Na publicação, de 1995, Rogério conta que “Ruschi alertou que a área escolhida para instalar o complexo siderúrgico-portuário seria o local menos poluído de Vitória e ideal para zona residencial. Salientou, ainda, que a escolha do local pela Companhia Vale do Rio Doce (CVRD) fora feita com base estudos equivocados, tanto pelas condições atmosféricas e meteorológicas desfavoráveis quanto pela falta d’água para abastecer suas operações em crescente escala”.
“Os ventos dominantes em Vitória e no Espírito Santo são nordeste (NE)[…]Tais ventos sopram durante 8 a 9 meses por ano, ou seja, janeiro, fevereiro, março, julho, agosto, outubro, novembro e dezembro, em direção de 30 a 60 graus, em velocidade que varia de 4 a 38 km/hora. […] Esses fatos têm real importância no transporte de poluentes oriundos das diversas operações siderúrgicas […] todos esses poluentes podem causar efeitos ao homem pela exposição a substâncias cancerígenas […] além de doenças respiratórias causadas pelos derivados do enxofre”, afirmou o cientistas, em uma de suas entrevistas ao jornalista.
Agressiva como um tubarão
Em outra passagem do livro, os autores abordam a edição de 2008 do projeto A Vale A Vaca e A Pena, do artista plástico Kleber Galvêas, em que o pintor desenha, com o dedo, em uma tela exposta à poluição do pó preto, durante 60 dias em uma mesa em seu ateliê.
Naquele ano, o desenho feito foi o de um enorme tubarão pairando sobre o céu da cidade, formando a partir da fumaça emitida pelas chaminés da mineradora, em alusão à decisão do então governador Paulo Hartung de autorizar a construção da oitava usina de beneficiamento de minério da Vale.
“Sabemos que algumas espécies de tubarão correspondem a um animal notadamente conhecido pela sua agressividade, pelos seus ataques violentos e pelo domínio que tem na cadeia alimentar.

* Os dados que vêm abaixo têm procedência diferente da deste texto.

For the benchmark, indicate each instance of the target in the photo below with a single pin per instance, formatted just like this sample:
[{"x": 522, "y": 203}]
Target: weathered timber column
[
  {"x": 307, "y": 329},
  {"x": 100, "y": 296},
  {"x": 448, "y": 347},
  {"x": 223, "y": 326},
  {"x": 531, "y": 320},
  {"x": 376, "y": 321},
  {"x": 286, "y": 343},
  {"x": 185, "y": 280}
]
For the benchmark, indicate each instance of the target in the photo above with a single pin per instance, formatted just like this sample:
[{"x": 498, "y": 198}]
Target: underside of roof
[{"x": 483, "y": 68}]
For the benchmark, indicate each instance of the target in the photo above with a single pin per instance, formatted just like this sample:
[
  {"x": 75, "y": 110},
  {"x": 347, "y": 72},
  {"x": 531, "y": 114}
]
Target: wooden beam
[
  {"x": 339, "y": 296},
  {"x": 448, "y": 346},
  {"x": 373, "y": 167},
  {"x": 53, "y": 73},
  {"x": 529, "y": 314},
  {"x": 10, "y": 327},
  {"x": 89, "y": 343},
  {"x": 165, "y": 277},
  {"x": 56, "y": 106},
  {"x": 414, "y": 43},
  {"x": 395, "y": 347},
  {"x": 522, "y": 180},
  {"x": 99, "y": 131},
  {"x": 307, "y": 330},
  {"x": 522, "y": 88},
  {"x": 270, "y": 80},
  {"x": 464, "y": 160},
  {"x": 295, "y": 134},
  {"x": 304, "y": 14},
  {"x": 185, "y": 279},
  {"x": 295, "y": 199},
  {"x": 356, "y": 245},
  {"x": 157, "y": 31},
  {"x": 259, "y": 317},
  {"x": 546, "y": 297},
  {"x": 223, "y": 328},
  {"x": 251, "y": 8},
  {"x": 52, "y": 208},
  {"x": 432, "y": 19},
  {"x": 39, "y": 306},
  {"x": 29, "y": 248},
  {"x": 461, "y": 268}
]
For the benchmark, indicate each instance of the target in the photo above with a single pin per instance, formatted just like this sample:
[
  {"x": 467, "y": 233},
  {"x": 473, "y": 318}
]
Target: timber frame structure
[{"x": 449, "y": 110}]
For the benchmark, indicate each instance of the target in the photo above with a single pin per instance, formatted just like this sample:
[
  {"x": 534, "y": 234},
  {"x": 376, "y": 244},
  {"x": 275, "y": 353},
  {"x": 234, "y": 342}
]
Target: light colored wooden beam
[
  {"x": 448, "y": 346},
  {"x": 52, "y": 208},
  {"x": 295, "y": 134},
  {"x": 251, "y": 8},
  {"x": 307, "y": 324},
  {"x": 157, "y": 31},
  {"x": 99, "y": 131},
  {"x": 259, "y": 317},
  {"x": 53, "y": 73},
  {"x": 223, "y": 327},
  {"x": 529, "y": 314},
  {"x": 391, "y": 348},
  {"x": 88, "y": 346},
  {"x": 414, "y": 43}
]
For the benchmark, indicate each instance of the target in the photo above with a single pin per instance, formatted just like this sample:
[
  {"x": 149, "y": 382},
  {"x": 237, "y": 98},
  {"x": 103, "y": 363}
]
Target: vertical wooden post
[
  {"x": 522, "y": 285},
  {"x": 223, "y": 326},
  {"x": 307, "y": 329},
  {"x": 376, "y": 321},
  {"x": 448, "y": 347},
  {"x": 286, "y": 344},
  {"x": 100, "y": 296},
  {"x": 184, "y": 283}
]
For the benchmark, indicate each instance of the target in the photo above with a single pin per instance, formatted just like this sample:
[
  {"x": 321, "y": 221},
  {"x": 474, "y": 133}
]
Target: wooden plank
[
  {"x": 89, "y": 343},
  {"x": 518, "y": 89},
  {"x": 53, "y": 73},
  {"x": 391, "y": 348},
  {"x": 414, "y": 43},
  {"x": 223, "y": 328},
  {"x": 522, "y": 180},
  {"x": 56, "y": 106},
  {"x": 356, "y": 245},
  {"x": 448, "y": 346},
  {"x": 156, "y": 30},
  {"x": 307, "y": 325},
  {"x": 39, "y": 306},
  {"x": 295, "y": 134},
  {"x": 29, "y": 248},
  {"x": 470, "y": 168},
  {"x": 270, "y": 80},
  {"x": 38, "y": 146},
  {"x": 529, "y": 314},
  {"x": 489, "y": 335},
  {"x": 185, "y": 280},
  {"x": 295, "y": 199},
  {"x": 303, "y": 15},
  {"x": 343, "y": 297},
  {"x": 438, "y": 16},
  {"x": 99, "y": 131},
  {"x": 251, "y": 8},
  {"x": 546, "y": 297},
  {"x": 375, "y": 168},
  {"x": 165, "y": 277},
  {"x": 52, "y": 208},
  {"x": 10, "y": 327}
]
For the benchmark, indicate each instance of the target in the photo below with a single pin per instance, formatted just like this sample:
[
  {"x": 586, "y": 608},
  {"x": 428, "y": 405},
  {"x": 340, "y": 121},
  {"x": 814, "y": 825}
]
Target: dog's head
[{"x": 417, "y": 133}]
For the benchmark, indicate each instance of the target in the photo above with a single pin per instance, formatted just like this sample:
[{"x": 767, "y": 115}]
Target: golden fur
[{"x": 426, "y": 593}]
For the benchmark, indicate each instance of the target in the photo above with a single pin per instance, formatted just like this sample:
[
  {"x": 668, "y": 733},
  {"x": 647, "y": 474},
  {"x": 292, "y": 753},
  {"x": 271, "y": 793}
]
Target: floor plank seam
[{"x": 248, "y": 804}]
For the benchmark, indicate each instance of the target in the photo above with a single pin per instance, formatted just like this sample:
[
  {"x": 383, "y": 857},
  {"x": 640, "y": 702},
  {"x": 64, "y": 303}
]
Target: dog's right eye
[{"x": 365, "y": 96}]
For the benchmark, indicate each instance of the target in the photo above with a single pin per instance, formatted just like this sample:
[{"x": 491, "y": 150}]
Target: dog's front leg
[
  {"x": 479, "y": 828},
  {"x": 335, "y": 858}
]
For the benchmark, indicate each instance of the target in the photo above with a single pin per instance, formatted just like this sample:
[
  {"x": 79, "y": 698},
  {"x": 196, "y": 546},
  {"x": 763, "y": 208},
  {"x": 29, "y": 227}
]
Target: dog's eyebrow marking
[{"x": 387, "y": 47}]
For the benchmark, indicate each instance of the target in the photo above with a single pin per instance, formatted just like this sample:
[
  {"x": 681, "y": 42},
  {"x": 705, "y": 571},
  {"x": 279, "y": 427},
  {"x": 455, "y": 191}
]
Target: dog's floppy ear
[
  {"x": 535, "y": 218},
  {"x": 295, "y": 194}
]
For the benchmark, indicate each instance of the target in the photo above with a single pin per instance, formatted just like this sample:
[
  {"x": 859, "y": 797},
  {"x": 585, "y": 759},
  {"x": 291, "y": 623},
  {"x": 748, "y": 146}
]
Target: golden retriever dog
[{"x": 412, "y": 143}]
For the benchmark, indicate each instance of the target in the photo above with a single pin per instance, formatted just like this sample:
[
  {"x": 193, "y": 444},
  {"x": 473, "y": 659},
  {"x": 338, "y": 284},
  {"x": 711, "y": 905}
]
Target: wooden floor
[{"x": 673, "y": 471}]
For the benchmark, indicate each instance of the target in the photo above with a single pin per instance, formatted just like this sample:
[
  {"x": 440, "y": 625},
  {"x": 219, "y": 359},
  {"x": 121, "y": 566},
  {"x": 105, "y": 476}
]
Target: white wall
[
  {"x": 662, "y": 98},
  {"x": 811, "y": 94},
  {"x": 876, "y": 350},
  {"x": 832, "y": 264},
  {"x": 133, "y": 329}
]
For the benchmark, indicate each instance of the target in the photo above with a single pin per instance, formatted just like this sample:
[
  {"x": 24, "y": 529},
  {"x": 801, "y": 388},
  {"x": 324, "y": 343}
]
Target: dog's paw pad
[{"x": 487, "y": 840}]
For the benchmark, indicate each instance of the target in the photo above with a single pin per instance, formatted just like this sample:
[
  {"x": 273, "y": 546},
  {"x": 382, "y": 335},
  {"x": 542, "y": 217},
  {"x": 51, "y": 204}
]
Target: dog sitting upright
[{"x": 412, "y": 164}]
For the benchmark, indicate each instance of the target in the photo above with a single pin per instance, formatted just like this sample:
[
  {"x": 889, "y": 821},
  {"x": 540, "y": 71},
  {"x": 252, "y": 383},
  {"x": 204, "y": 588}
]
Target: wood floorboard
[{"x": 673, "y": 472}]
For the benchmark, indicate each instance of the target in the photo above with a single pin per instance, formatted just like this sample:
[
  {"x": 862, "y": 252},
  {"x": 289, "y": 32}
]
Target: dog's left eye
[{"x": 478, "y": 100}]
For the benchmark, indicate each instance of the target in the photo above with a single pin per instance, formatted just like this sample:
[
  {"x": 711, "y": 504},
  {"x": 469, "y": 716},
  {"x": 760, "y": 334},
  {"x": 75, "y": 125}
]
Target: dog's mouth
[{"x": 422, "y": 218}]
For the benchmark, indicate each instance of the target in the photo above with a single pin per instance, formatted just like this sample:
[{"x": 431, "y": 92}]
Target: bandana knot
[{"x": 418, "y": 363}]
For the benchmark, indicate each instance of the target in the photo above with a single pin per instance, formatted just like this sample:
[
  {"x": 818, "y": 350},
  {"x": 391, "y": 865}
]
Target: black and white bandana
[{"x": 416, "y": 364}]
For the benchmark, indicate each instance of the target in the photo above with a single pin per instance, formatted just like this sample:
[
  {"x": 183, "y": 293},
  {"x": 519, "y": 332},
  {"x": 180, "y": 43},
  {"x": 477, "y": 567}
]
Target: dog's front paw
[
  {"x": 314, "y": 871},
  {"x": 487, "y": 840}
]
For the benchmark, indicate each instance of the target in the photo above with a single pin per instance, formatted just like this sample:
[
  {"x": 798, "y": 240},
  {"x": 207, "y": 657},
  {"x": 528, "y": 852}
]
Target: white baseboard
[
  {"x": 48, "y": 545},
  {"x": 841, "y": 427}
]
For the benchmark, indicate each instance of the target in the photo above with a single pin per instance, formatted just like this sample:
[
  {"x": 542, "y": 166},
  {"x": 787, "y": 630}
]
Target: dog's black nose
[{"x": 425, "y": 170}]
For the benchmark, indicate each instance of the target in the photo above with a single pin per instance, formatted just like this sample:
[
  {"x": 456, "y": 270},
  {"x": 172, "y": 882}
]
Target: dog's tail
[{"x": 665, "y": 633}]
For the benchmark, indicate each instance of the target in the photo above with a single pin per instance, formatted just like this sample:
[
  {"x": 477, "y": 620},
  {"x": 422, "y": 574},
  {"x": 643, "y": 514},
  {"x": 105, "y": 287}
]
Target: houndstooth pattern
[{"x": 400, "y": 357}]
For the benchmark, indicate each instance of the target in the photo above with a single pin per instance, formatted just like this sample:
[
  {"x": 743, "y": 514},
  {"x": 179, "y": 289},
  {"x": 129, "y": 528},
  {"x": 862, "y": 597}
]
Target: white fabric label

No cenário político-econômico do Espírito Santo e do Brasil, a empresa Vale S.A. se projeta dessa maneira, fazendo fortes investidas, financiando campanhas e fazendo muito lobby político para angariar apoio, desonerações fiscais e benesses do Estado”, metaforiza os professores autores Israel e Sandra.
Com essa analogia, prosseguem os autores, “a própria empresa se define”, citando um trecho de uma publicação institucional da Vale de 2012: “O antigo nome do lugar, Tubarão, era perfeito para demonstrar a agressividade dos novos planos da Companhia”.
O livreto aborda ainda as “fraudes na privatização da Vale”, evidenciadas pelo preço com que as ações do governo foram vendidas, R$ 3,3 bilhões, bem abaixo do valor da companhia, em torno de R$ 100 bilhões.
Também citam a falácia dos Wind Fences, que, na prática, não resultaram na redução esperada poluição; a maquiagem sobre os impactos socaioambientais da empresa, feita pelas suas ações de “Responsabilidade Social”; e os resultados pífios da CPI do Pó Preto da Assembleia Legislativa, que tiveram seus relatórios finais ainda não implementados, e da e da Câmara de Vitória, que foi anulado em 2016 pelo então presidente da Casa, vereador Namy Chequer (PCdoB), como registrado por matéria publicada neste Século Diário.
Educação transformadora
Para os autores, “este estudo abre caminho para outras possibilidades de pesquisas e projetos de intervenção, pois são muitas as contradições objetivadas no espaço urbano do Espírito Santo. Desenterrar estas contradições por meio de pesquisas, propor novos circuitos formativos, estabelecer diálogos para uma práxis crítica e transformadora no campo dos movimentos socioambientais são alguns dos desafios lançados”, afirmam.
A expectativa, prosseguem, é que a publicação motive “reflexões críticas sobre o uso da cidade como fonte para a educação transformadora”. “Esperamos que ele sirva de base para outros materiais, outras aulas de campo e formações”, conclamam.